The Amex Gold Bugs Index Friday experienced its first correction in a while after it rocketed virtually uninterrupted from 250 to 348 points. It is down 3.6% at the time of writing although gold is holding steady above $570.
If you need a couple of reasons why to buy anything related to gold I strongly recommend you download Chevreux' 56-page report on gold (.pdf) which is a thrilling read and also the first time that a major (French) bank recommends to start hoarding gold, as they see a remonetization of the yellow metal (hat tip to Mover Mike.) Key points from that report summarized below.
As I have made a few ounces (I have begun to price things not in $s or Euros but in the universally accepted currency of the last 6,000 years), I see no reason why I should not tout my own holdings as listed below. Take note that I bought all these shares - and the bullion - between 2003 and April 2005. All stocks mentioned are strategic holdings that will not be sold in the foreseeable future. I am still adding to my bullion stake though as I see gold going way above $1,000 in the next 2 or 3 years too, mostly for the reasons stated in the Chevreux report.
● Goldcorp (GG): I bought the share last year around $14 because the company was then debt free and it is the lowest-cost gold producer I know. Goldcorp has added debt since for aquisitions which will allow the company to stay on a strong expansion course. I plan to add more.
● DRD Gold (DROOY): This is a turnaround play and the miner with the deepest mines in the world. So they have the knowhow to undig the yellow metal from anywhere - as long as it is there.
● Redback Mining: My biggest bet.

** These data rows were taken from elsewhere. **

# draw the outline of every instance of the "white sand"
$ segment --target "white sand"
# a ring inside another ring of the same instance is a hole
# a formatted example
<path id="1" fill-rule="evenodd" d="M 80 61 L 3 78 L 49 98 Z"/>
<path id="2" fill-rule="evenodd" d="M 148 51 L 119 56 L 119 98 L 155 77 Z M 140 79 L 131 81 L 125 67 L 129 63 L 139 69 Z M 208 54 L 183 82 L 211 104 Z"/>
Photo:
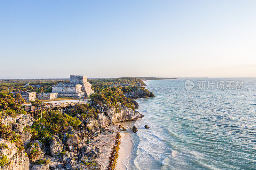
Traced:
<path id="1" fill-rule="evenodd" d="M 95 138 L 95 140 L 92 141 L 92 143 L 100 148 L 101 153 L 100 158 L 95 159 L 96 161 L 101 165 L 102 169 L 105 170 L 109 164 L 109 157 L 113 150 L 113 147 L 116 142 L 116 132 L 119 130 L 118 125 L 109 126 L 106 128 L 115 131 L 113 133 L 107 132 L 102 132 L 98 137 Z"/>
<path id="2" fill-rule="evenodd" d="M 134 123 L 131 123 L 132 125 L 134 124 Z M 120 132 L 121 144 L 119 150 L 118 158 L 116 160 L 116 167 L 115 169 L 126 170 L 126 168 L 122 162 L 131 155 L 132 151 L 133 149 L 133 144 L 130 136 L 130 133 L 134 132 L 132 131 L 132 129 L 130 129 L 129 127 L 126 126 L 126 123 L 121 123 L 119 124 L 124 127 L 126 130 Z M 129 125 L 131 126 L 131 125 Z"/>

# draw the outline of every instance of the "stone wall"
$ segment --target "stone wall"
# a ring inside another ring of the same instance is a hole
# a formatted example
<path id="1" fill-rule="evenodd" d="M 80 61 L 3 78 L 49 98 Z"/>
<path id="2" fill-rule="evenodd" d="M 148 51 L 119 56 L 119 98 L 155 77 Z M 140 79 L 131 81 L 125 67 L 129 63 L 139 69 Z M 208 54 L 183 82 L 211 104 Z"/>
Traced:
<path id="1" fill-rule="evenodd" d="M 89 96 L 92 93 L 92 85 L 87 81 L 86 76 L 71 75 L 70 83 L 52 85 L 52 92 L 58 93 L 58 97 Z"/>
<path id="2" fill-rule="evenodd" d="M 87 82 L 87 76 L 70 76 L 70 83 L 82 84 Z"/>
<path id="3" fill-rule="evenodd" d="M 36 97 L 36 92 L 12 92 L 14 95 L 17 93 L 20 93 L 21 97 L 26 100 L 26 102 L 29 102 L 29 101 L 35 101 Z"/>
<path id="4" fill-rule="evenodd" d="M 58 93 L 44 93 L 37 94 L 37 97 L 41 100 L 51 100 L 58 98 Z"/>
<path id="5" fill-rule="evenodd" d="M 58 97 L 76 97 L 84 96 L 84 92 L 66 92 L 58 93 Z"/>
<path id="6" fill-rule="evenodd" d="M 57 85 L 52 85 L 52 92 L 81 92 L 82 85 L 58 83 Z"/>
<path id="7" fill-rule="evenodd" d="M 92 85 L 89 83 L 85 83 L 83 84 L 82 90 L 85 92 L 85 96 L 90 96 L 91 94 L 92 93 Z"/>

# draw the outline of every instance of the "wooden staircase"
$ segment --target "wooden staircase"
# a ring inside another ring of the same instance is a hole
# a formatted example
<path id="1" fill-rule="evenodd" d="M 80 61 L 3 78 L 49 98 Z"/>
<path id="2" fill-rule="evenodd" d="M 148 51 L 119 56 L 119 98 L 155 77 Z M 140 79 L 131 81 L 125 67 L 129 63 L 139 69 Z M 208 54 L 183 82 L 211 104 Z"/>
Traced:
<path id="1" fill-rule="evenodd" d="M 77 144 L 74 145 L 74 146 L 75 160 L 78 161 L 79 160 L 79 152 L 78 151 L 78 147 Z"/>

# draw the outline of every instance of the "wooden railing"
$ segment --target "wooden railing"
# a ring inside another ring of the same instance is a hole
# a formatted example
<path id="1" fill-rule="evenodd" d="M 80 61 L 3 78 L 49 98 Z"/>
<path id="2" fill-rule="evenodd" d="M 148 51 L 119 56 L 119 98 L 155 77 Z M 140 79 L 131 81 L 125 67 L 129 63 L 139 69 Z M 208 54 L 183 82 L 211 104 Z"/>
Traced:
<path id="1" fill-rule="evenodd" d="M 45 108 L 44 104 L 43 103 L 41 103 L 41 104 L 37 106 L 29 106 L 24 105 L 23 107 L 25 111 L 28 112 L 33 112 L 34 111 L 40 110 L 44 109 Z"/>
<path id="2" fill-rule="evenodd" d="M 82 126 L 81 127 L 75 126 L 74 128 L 74 129 L 76 130 L 76 133 L 85 133 L 88 135 L 90 137 L 94 140 L 95 137 L 94 133 L 91 130 L 89 129 L 88 126 Z"/>

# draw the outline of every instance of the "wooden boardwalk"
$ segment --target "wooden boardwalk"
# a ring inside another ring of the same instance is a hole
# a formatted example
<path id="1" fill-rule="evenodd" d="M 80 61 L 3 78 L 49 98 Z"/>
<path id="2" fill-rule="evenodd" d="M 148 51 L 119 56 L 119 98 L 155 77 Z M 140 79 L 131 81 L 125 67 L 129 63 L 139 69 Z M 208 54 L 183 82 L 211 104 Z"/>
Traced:
<path id="1" fill-rule="evenodd" d="M 27 106 L 24 105 L 23 106 L 24 110 L 26 112 L 28 112 L 30 115 L 34 118 L 36 118 L 38 119 L 38 114 L 40 113 L 41 114 L 41 117 L 43 111 L 44 110 L 46 110 L 45 105 L 43 103 L 37 105 L 37 106 Z M 47 111 L 47 110 L 46 110 Z"/>
<path id="2" fill-rule="evenodd" d="M 81 140 L 82 141 L 84 140 L 85 134 L 87 135 L 87 138 L 89 138 L 89 137 L 90 137 L 91 139 L 94 140 L 95 137 L 95 134 L 91 130 L 90 130 L 88 129 L 88 126 L 82 126 L 80 127 L 75 126 L 74 127 L 74 128 L 76 133 L 80 134 L 81 136 Z"/>

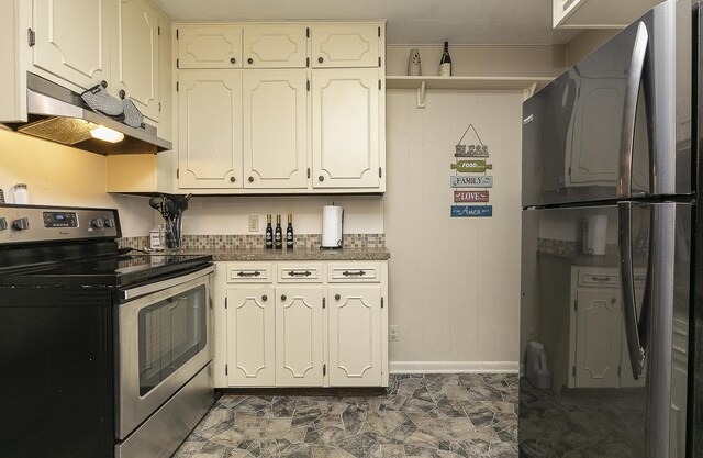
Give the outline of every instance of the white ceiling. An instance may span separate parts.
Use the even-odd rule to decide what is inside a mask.
[[[174,21],[388,20],[388,44],[561,44],[551,0],[155,0]]]

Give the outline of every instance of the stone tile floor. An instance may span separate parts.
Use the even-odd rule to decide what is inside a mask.
[[[517,383],[395,375],[386,396],[225,395],[172,458],[516,458]]]

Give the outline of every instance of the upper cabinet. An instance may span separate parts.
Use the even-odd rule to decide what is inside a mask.
[[[261,24],[244,27],[244,68],[308,67],[304,24]]]
[[[313,68],[380,67],[379,24],[320,24],[312,27]]]
[[[145,0],[118,0],[112,41],[112,93],[159,120],[159,16]]]
[[[178,68],[242,68],[242,27],[179,25]]]
[[[32,64],[80,89],[110,79],[110,0],[34,0]]]
[[[553,25],[563,29],[623,29],[661,0],[551,0]]]

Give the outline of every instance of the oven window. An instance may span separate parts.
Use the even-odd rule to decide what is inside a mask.
[[[140,395],[205,347],[205,294],[200,286],[140,311]]]

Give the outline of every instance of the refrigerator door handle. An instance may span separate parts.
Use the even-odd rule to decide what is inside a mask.
[[[635,118],[637,115],[637,99],[641,82],[645,58],[647,57],[647,43],[649,33],[644,22],[637,26],[635,45],[629,62],[627,87],[625,89],[625,102],[623,109],[623,124],[620,155],[620,178],[617,180],[617,197],[628,199],[632,197],[633,179],[633,147],[635,144]]]
[[[617,204],[620,275],[623,288],[623,312],[625,320],[625,336],[633,371],[633,378],[638,380],[645,367],[645,349],[639,339],[639,324],[637,317],[637,302],[635,300],[635,278],[633,275],[633,244],[632,244],[632,202]]]

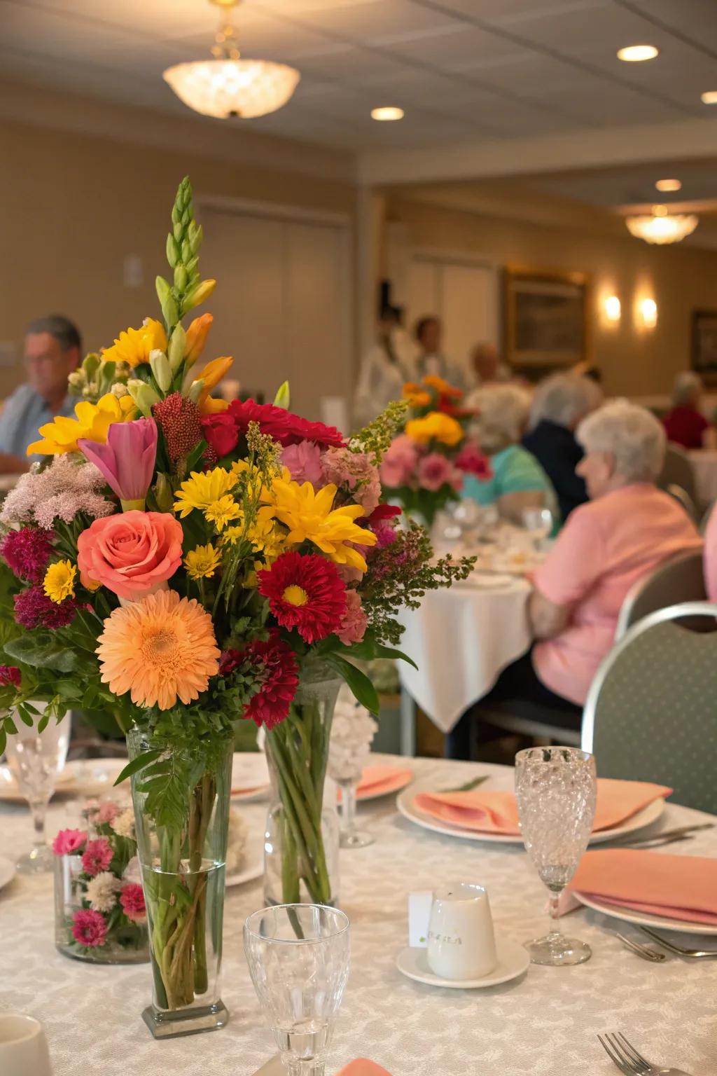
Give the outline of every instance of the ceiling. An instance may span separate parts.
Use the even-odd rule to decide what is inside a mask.
[[[206,0],[0,0],[0,70],[186,111],[161,72],[207,55],[218,14]],[[717,0],[244,0],[238,24],[245,56],[302,74],[284,109],[244,123],[357,153],[717,114],[700,101],[717,89]],[[658,59],[616,59],[645,42]],[[375,123],[381,104],[405,118]],[[650,181],[635,173],[593,195],[653,199]]]

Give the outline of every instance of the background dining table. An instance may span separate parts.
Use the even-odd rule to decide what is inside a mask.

Redback is an Australian company, listed in Toronto, that turned from explorer into miner only last November and owns major claims in Ghana. I have followed this company for 2 years, and they have constantly overshot all the targets they had set themselves. Their calculations were based on a gold price of $375 per ounce.
● Royal Gold (RGLD): Although this is no miner, I like their strategy. Royal Gold arranges the financing for miners and gets royalties on a sliding scale. The company last year made it for the second time onto the Forbes list of 100 junior stocks. The shares doubled recently, but are still favored by fund managers.
● Western Silver (WTZ): At $18, the company has proven and probable silver reserves of more than $70 per share. Any more arguments needed?
NOTE: Never buy a share without doing your own research.
Now, after baring my investing soul, come the key points from the Chevreux report, written by Paul Mylchreest:
We are raising our mid-cycle gold price estimate to USD900/oz from USD750/oz and see the possibility of a spike to USD2,000, or higher. Covert selling (via central bank lending) has artificially depressed the price for a decade.
Central banks have 10,000-15,000 tonnes of gold less than their officially reported reserves of 31,000. This gold has been lent to bullion banks and their counterparties and has already been sold for jewelry, etc. Non-gold producers account for most and may be unable to cover shorts without causing a spike in the gold price.
There is a supply deficit in the gold market of around 1,300 tonnes per year before any central bank selling and perhaps 700 tonnes per year after 'official' sales but before covert selling. This compares with world gold mine output of only 2,500 tonnes per year. Some central banks, notably Russia, are starting to buy gold.
Gold acts as an early warning of potential crisis such rising inflationary/deflationary pressures and general confidence in paper currency, especially the U.S. dollar. A strongly rising gold price could have severe consequences for U.S. monetary policy and the U.S.dollar. History suggests that gold always wins against an inflating paper currency (that is, one subject to excessive supply growth).
Gold and gold mining stocks are poised for an unprecedented rise in prices and profile. Investors in UK/European equities need to assess the implications for their portfolios..
I still recommend to read the whole thing. A worthwhile read for your weekend, definitely.